Irish Nationalist Leader Downplays White House Snub

Sinn Fein leader Gerry Adams says he does not feel slighted by President Bush, despite failing to receive an invitation to the White House during a visit to the United States last week.

It had become an annual tradition: inviting leaders and dignitaries from Northern Ireland to the White House on Saint Patrick's Day, which honors Ireland's patron saint.

But last Thursday Gerry Adams was kept at arm's length by the president. Mr. Bush met instead with the five sisters of a Belfast man, Robert McCartney, who was allegedly killed by members of the Irish Republican Army in January.

Mr. Adams, who heads the political wing of the paramilitary group, spoke on ABC's This Week program.

"I do not feel snubbed," said Gerry Adams. "And if the dis-invite of the Irish parties meant a stepping back from the [peace] process by the Bush administration, I would be very concerned. But it does not."

U.S. officials have urged Sinn Fein to cut ties with the IRA, which has waged a bloody campaign against British rule of Northern Ireland. British authorities say Northern Ireland's faltering peace process cannot resume until the outlawed paramilitary group halts criminal activity. In addition to the McCartney slaying, the IRA has been accused of carrying out a massive bank robbery to finance its activities.

But Gerry Adams says facts are being twisted to suit the aims of Sinn Fein's foes.

"Opponents of Sinn Fein will seize upon five or six articulate, good-looking, smart, young Irish women who are making this case, and who are fighting for justice for their brother and they will use that to try to tar us, Sinn Fein," said Gerry Adams. "The IRA did not kill their brother. Some rogue individual, IRA volunteers who have been drummed out of that organization killed their brother."

Mr. Adams says those who murdered Robert McCartney should face justice. Following the killing the IRA expelled some of its members. It also offered to shoot the men who killed Robert McCartney.

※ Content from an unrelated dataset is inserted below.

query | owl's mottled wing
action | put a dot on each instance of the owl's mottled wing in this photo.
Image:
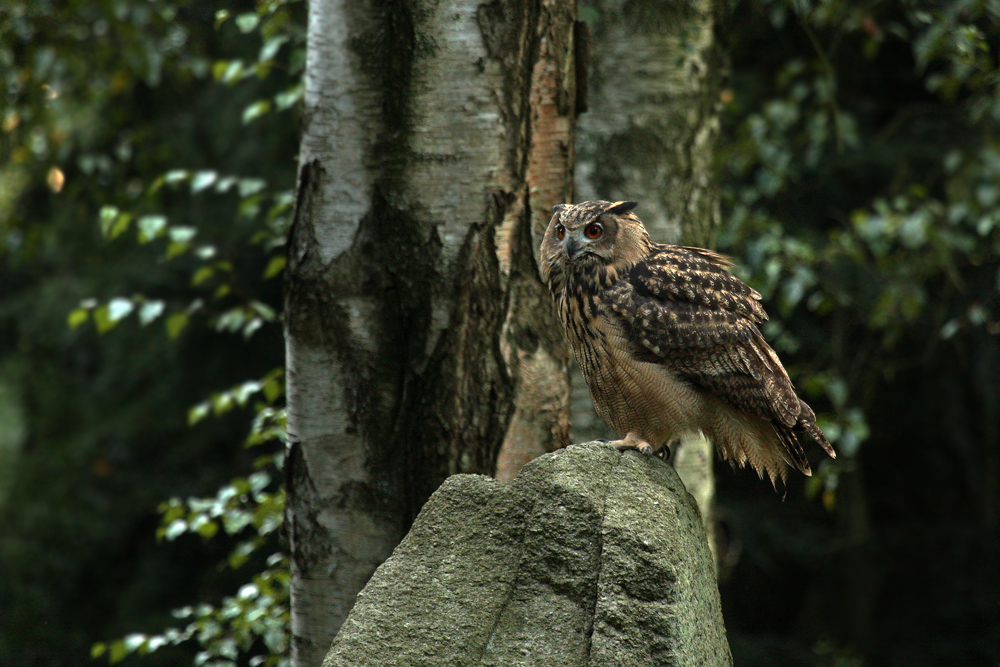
(680, 307)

But his family says "only in a court will the truth come out."

The McCartney sisters say witnesses of the incident, which took place in a crowded pub, are terrified of IRA reprisals if they testify.

A framework for semi-autonomous rule in Northern Ireland was part of the so-called Good Friday agreement reached in 1998. But the government was suspended in 2002 amid allegations of IRA interference in the political process and its refusal to disarm, a key point of the peace agreement.